Na mesma semana em que o governo Sartori anunciou a proposta de extinção da Fundação Piratini, que prevê o desligamento de 241 funcionários ligados à TVE e à FM Cultura, Chico Buarque pediu que a canção Roda Viva fosse retirada da abertura do programa homônimo produzido pela TV Cultura de São Paulo desde 1986. É uma coincidência que dá o que pensar.
Durante anos, a TV Cultura foi motivo de orgulho nacional. Criada durante a ditadura militar, em 1969, a Cultura trouxe para o Brasil o conceito de TV pública, nos moldes da PBS americana e da BBC britânica. O desafio não era simples, mesmo depois da redemocratização. Por princípio, uma emissora desse tipo existe para que a qualidade e o interesse público contem mais do que a lógica de mercado, mas é preciso conseguir tornar-se relevante sem perder a independência da "roda viva" que a sustenta: os diferentes governos, com seus diferentes interesses e visões de mundo. Quanto mais sustentável e independente, melhor e mais relevante a programação – equação quase perfeita na TV Cultura, pelo menos entre 1985 e 1995. A crise bateu forte em 2003, quando 250 funcionários foram demitidos, e se arrasta desde então. Em 2016, a maior parte da programação infantil é formada por enlatados – e o Roda Viva já havia perdido boa parte da relevância e da independência jornalística muito antes de perder a música de abertura.

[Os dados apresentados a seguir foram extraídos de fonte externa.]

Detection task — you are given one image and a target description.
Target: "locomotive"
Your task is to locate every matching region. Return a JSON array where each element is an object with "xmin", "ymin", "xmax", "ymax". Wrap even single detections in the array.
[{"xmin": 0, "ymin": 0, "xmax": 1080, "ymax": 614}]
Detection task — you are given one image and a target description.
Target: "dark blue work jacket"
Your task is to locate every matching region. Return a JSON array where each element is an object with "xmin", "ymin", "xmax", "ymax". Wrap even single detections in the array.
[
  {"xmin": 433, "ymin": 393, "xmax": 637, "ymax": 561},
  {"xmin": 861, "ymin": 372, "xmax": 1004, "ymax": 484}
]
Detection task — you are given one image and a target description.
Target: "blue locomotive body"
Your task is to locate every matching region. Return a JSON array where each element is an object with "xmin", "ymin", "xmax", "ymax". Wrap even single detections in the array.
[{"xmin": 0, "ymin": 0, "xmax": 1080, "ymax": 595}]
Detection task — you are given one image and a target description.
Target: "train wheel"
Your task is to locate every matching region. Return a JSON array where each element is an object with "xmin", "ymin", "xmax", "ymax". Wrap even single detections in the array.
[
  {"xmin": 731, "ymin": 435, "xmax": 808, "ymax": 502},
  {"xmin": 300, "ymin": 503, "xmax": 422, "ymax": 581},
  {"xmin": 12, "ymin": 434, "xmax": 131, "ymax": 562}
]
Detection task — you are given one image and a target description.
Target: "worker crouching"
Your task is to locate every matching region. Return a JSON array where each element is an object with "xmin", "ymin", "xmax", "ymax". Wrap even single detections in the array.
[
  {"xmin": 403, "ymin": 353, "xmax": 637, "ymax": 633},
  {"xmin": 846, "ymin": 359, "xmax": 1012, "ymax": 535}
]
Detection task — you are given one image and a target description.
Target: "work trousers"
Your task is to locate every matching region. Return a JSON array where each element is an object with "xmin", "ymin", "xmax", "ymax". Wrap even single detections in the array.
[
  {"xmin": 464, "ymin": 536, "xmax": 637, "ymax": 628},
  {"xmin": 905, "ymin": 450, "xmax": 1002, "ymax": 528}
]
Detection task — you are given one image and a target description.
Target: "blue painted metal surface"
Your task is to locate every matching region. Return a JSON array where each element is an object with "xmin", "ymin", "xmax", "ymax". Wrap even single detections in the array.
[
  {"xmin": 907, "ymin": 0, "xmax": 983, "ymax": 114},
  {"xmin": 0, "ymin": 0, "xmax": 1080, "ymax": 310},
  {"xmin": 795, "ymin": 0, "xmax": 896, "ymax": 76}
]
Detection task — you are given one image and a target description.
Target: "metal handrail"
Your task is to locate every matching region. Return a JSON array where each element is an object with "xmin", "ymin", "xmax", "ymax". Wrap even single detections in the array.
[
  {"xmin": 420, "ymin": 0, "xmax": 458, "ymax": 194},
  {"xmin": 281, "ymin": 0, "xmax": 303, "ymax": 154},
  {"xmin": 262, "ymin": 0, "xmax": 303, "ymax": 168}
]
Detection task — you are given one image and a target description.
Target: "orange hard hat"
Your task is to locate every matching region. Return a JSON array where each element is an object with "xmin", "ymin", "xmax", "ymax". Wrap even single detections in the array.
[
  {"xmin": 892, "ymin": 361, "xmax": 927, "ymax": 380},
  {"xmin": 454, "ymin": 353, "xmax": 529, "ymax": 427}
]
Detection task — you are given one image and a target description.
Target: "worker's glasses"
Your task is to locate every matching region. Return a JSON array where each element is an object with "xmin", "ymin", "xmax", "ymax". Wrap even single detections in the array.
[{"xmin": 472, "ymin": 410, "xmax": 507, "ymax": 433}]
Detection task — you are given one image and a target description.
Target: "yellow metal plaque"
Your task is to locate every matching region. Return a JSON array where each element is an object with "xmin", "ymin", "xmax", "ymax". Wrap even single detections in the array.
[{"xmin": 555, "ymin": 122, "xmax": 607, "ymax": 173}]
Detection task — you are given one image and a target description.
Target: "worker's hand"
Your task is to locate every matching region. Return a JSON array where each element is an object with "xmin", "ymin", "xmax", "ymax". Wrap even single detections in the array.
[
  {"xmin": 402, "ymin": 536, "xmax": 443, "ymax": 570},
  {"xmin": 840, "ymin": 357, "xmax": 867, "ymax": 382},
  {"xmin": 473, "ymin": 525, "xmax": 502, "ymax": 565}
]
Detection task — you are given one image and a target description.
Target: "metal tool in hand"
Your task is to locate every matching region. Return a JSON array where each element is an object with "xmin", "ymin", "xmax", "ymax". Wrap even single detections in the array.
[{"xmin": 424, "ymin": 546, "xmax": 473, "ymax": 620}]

Em escala mais modesta, nossa TVE, criada em 1974, também teve seus anos de ouro, com programas que marcaram época como Pra Começo de Conversa, Quizumba, Radar, Estação Cultura e muitos outros levados ao ar, nos últimos anos, graças ao esforço de funcionários, muitas vezes trabalhando no limite da precariedade.
Em meio ao acalorado (e triste) debate dos últimos dias, gostaria de chamar a atenção para dois aspectos: 1) A TV pública de qualidade enriquece a inteligência e o debate público. Testa linguagens, dá visibilidade aos artistas, abre espaço para o novo, prioriza a qualidade mesmo quando os interesses do mercado a ignoram. 2) Todo o item 1, para se constituir e se manter, depende de um modelo de administração que proteja a emissora das trocas de governos, dos administradores incompetentes, dos lobbies, da manipulação política, da indiferença.

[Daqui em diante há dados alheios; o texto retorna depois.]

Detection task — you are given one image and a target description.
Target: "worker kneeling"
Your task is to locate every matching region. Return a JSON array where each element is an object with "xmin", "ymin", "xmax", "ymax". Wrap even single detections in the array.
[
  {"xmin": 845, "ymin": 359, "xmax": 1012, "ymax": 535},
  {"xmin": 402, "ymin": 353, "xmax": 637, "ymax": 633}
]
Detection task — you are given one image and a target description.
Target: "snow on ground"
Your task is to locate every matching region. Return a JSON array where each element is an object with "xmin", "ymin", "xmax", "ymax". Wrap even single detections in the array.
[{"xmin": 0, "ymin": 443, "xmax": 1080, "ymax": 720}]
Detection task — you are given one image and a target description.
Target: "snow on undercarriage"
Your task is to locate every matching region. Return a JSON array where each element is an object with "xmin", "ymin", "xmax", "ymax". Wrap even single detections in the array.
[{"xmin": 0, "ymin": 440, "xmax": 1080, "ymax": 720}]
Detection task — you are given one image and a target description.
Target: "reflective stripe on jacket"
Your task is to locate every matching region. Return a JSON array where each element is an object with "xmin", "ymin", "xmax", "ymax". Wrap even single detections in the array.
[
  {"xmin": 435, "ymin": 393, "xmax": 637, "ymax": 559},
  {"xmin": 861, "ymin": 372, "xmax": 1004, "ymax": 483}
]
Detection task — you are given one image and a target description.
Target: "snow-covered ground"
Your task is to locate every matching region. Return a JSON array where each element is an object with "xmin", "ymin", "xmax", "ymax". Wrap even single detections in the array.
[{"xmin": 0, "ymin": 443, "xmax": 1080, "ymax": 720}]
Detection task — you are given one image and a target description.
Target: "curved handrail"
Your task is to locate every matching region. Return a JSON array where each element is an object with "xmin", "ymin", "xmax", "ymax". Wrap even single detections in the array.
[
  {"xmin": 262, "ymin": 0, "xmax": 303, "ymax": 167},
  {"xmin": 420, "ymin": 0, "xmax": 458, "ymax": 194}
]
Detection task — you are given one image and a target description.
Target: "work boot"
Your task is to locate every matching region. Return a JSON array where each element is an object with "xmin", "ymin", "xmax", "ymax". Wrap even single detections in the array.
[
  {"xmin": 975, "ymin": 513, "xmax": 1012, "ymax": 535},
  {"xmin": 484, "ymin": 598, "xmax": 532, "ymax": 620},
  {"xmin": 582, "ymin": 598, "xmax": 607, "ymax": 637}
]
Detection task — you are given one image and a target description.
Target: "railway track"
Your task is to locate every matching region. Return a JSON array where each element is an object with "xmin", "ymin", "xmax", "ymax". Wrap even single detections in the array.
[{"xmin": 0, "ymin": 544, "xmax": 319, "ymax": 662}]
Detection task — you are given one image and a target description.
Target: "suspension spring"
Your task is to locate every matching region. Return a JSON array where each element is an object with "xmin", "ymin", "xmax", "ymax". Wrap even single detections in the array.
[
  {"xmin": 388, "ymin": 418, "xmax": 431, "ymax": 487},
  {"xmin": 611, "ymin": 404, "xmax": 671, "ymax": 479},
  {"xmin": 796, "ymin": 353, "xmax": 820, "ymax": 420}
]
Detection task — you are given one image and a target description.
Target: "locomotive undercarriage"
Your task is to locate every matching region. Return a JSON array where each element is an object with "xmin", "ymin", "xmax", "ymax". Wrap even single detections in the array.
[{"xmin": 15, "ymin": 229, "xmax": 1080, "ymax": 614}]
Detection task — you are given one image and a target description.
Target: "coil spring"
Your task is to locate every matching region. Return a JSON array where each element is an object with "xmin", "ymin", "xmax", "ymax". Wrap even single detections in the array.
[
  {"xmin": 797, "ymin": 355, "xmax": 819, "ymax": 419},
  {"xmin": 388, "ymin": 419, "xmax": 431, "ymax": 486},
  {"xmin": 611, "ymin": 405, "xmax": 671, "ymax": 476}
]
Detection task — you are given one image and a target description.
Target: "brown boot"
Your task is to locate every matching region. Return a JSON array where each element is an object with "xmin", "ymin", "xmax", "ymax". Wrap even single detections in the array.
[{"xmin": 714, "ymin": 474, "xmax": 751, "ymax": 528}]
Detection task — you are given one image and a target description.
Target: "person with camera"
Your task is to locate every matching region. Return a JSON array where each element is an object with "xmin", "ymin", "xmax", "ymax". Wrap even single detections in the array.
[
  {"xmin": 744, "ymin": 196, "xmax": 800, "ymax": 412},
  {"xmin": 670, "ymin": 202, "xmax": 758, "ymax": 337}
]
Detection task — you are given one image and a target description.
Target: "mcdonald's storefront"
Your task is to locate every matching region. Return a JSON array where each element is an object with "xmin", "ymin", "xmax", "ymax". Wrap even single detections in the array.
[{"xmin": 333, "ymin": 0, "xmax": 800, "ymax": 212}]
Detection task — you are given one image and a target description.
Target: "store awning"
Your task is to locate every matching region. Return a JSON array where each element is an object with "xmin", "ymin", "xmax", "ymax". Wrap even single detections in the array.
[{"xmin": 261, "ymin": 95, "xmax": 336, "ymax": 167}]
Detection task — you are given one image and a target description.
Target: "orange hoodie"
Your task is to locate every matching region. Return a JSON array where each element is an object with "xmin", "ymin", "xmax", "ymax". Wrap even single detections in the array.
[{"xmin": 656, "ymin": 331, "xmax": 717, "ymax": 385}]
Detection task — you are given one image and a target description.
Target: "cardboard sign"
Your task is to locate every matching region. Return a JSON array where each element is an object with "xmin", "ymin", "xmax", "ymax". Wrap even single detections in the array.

A TVE começou a ser destruída anos atrás. Foi sendo morta, lenta e tristemente, por sucessivos governos estaduais e pela falta de interesse dos gaúchos em implantar um modelo administrativo que protegesse sua emissora pública da roda viva dos governos e a tornasse sustentável. Sartori é apenas o último de uma linhagem de governadores que não sabiam o que fazer com a TVE.
Nunca, na minha vida adulta, os versos de Chico Buarque fizeram tanto sentido: "Tem dias que a gente se sente como quem partiu ou morreu. A gente estancou de repente, ou foi o mundo então que cresceu?".